I'm trying to execute a simple DepthwiseConvolution kernel with Metal Performance Shaders on MacOS and have problems with it. First I initialize an MPSImage
(called debugInputImage
) with proper size filled with some number, say 1.0
. Then I create my convolutional kernel:
convolution_depthwise_0 = MPSCNNConvolution(device: device,
weights: datasource_depthwise_0)
Where datasource_depthwise_0
is an instance of MPSCNNConvolutionDataSource
with the following descriptor:
func descriptor() -> MPSCNNConvolutionDescriptor {
var desc = MPSCNNDepthWiseConvolutionDescriptor(kernelWidth: 3,
kernelHeight: 3,
inputFeatureChannels: 32,
outputFeatureChannels: 32)
return desc
}
This is how I initialise the input image:
let imageDescriptor = MPSImageDescriptor(channelFormat: .float16,
width: 256, height: 256, featureChannels: 32)
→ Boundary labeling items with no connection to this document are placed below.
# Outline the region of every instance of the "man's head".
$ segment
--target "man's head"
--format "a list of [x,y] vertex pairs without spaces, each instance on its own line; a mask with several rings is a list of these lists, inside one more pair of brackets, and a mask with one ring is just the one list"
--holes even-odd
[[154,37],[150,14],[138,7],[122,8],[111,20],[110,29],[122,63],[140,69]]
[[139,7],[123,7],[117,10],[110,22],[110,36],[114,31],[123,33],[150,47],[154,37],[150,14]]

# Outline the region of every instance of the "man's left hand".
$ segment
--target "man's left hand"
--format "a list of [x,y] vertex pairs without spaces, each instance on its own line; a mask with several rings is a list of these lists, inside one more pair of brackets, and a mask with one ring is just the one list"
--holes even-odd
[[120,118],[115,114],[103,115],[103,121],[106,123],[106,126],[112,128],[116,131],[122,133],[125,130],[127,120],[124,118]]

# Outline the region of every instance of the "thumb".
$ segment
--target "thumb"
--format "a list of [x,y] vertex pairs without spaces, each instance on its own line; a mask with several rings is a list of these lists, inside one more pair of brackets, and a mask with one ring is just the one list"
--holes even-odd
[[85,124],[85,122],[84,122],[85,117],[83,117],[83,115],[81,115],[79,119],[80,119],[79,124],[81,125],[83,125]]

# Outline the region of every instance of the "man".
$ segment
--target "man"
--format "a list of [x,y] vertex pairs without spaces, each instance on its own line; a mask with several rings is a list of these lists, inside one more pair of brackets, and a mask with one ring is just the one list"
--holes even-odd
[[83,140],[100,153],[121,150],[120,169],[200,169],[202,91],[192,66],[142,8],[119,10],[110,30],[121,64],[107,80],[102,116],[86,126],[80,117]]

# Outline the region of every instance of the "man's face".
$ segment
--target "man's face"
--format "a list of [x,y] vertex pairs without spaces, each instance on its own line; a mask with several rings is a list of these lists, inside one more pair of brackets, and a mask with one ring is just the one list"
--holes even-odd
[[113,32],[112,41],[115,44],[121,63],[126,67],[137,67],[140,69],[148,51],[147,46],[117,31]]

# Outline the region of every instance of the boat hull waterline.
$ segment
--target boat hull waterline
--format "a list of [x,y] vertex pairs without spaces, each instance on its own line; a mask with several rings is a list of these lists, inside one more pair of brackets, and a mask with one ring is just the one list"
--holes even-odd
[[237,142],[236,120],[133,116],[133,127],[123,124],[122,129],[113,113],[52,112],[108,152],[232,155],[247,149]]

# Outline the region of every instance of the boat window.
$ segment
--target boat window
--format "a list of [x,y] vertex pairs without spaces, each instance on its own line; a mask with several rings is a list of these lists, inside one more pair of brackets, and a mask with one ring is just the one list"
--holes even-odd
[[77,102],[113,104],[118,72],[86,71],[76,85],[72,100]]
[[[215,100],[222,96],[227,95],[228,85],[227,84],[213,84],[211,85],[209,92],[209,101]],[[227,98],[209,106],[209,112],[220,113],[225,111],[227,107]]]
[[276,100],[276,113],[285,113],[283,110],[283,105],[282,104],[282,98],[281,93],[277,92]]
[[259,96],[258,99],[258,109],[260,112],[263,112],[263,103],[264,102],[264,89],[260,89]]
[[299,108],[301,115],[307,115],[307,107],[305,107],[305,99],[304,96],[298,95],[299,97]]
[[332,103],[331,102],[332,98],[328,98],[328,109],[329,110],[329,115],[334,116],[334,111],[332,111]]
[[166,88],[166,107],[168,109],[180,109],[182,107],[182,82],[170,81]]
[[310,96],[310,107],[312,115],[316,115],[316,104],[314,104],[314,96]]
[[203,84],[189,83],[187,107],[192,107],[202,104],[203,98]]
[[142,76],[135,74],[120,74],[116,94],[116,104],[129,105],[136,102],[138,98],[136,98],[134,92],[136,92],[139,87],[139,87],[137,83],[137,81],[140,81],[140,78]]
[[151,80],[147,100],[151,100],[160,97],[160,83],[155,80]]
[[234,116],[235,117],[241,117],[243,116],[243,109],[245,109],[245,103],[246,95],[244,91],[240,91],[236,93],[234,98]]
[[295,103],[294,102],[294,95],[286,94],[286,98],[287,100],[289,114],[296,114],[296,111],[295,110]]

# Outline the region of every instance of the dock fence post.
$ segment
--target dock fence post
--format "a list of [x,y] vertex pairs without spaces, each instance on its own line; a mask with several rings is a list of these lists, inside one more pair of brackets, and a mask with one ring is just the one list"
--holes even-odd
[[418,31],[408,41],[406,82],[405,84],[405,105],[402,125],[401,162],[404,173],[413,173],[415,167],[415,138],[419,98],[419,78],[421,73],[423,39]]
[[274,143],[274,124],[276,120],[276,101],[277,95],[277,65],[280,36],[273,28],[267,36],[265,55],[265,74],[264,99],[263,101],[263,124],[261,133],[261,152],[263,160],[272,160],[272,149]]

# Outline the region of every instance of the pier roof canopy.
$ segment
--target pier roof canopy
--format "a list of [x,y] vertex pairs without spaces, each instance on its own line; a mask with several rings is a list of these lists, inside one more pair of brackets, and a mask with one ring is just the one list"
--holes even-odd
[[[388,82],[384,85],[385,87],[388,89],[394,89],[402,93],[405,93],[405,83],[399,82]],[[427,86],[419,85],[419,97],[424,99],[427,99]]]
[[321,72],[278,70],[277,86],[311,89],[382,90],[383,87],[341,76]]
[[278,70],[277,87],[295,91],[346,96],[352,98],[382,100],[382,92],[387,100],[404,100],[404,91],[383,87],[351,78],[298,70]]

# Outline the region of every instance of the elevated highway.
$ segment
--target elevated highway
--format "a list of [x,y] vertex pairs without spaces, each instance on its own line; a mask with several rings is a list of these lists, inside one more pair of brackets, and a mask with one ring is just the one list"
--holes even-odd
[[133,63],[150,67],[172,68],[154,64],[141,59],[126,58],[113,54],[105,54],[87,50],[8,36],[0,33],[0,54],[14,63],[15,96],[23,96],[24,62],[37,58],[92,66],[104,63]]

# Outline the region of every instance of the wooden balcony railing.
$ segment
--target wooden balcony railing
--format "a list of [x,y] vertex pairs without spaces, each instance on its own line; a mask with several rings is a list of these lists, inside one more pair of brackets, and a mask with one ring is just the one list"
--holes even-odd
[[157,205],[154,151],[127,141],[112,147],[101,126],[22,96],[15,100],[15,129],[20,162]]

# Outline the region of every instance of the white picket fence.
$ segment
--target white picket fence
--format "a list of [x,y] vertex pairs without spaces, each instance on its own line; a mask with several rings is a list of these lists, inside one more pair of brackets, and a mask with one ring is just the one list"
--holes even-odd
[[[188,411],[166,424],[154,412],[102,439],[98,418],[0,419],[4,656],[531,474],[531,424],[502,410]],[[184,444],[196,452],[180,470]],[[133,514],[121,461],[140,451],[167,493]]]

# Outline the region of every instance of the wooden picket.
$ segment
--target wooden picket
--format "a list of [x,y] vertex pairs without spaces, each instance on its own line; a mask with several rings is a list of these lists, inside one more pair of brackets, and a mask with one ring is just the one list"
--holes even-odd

debugInputImage = MPSImage(device: device,
imageDescriptor: imageDescriptor)
var arrayOfOnes = Array(repeating: Float(1.0),
count: imageDescriptor.width * imageDescriptor.height
* imageDescriptor.featureChannels)
let arrayOfOnes16 = toFloat16(&arrayOfOnes, size: arrayOfOnes.count)
debugInputImage.writeBytes(arrayOfOnes16,
dataLayout: MPSDataLayout.HeightxWidthxFeatureChannels, imageIndex: 0)
When I run all of this:
let commandBuffer = commandQueue.makeCommandBuffer()!
let outImage = convolution_depthwise_0.encode(commandBuffer: commandBuffer,
sourceImage: debugInputImage)
And get this error (at this line let outImage = convolution_depthwise_0.encode(...
):
validateComputeFunctionArguments:860: failed assertion `Compute
Function(depthwiseConvolution): missing threadgroupMemory binding
at index 0 for lM[0].'
For regular convolution everything is fine, only for Depthwise I get this problem.
What could be the reason for that error?
System: MacOS 10.14, XCode 10.1 beta 3
Only MPSCNNDepthWiseConvolutionDescriptor doesn't work. I have no problems with MPSCNNConvolutionDescriptor. I also have no problems on iOS, only Mac OS.